Java has four access levels — private, package-private (no keyword), protected, and public — ordered from narrowest to widest visibility. Each level grants access to a strictly larger set of callsites, and the rule is always: pick the narrowest that compiles.
The table
| Modifier | Same class | Same package | Subclass (other pkg) | Anywhere |
|---|---|---|---|---|
private | yes | no | no | no |
| package-private (no keyword) | yes | yes | no | no |
protected | yes | yes | yes (inherited) | no |
public | yes | yes | yes | yes |
"Yes (inherited)" for protected has a subtle restriction — see below.

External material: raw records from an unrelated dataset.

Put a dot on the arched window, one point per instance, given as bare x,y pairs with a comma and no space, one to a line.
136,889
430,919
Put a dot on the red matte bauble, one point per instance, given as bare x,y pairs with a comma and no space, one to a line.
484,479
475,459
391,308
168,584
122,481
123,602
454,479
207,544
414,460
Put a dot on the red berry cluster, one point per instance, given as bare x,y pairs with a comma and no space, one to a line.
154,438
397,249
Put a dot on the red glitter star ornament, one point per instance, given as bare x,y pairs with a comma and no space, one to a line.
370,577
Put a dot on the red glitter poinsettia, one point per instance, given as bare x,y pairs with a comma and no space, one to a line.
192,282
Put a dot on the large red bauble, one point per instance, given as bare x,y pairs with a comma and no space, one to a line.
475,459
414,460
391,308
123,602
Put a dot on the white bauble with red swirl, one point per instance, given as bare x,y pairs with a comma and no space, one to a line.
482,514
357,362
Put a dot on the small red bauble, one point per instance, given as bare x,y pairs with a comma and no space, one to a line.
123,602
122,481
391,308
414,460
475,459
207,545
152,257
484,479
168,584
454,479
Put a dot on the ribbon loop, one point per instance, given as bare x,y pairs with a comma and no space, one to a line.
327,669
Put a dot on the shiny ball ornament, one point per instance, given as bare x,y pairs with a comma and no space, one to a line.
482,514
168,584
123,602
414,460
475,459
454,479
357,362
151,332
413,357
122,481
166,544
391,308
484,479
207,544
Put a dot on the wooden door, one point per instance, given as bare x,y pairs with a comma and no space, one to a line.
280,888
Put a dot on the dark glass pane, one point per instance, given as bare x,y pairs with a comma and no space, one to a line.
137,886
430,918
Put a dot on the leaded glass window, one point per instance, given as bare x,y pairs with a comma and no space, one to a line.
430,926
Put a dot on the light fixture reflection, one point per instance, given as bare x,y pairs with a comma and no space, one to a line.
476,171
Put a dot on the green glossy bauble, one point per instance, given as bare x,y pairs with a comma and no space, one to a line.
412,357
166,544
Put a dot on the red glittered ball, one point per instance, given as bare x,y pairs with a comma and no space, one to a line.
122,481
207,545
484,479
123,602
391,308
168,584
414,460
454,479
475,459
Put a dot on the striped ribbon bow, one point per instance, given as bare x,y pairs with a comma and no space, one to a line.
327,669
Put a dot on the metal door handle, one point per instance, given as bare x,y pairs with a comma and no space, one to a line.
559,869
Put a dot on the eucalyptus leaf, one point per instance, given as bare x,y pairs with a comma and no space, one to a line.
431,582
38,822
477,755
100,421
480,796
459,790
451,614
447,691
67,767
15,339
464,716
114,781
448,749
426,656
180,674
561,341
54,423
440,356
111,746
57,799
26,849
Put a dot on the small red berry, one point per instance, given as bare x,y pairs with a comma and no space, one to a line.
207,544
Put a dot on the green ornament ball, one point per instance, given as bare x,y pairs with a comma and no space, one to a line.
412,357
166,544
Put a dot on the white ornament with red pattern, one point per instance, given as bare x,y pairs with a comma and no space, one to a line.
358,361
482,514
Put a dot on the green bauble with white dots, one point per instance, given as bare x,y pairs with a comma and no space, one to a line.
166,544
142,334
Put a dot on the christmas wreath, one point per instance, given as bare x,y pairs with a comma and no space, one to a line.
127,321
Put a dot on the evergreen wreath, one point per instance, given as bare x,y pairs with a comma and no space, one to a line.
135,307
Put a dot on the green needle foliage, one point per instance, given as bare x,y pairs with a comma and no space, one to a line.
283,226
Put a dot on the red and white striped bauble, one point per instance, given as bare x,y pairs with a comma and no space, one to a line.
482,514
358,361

What "same class" means for private
private is per top-level class, not per source file or per nested class. All nested classes inside the same top-level class can see each other's privates:
public class Outer {
private int x;
static class Inner {
void touch(Outer o) { o.x = 1; } // legal — same top-level class
}
}
The protected gotcha
protected lets a subclass access an inherited member through a reference of its own type (or a subtype), not through the parent type, when calling from a different package.
// in pkg A
public class Base { protected int x; }
// in pkg B
public class Sub extends Base {
void f(Base b, Sub s) {
// b.x = 1; // ILLEGAL — different package, reference is Base, not Sub
s.x = 1; // legal — reference is Sub (or subtype)
this.x = 1; // legal — same as above
}
}
This rule is part of the JLS (§6.6.2) and trips up senior candidates who assume protected is a blanket pass.
The unqualified case is package-private — and it's named
Many devs call it "default," but the JLS term is package access. It is the right default for helper classes inside a package that should not leak as API.
Class-level vs member-level
The four modifiers apply to members. Top-level classes can only be public or package-private (no protected or private at the top level — those would be meaningless without an enclosing scope). Nested classes can take all four.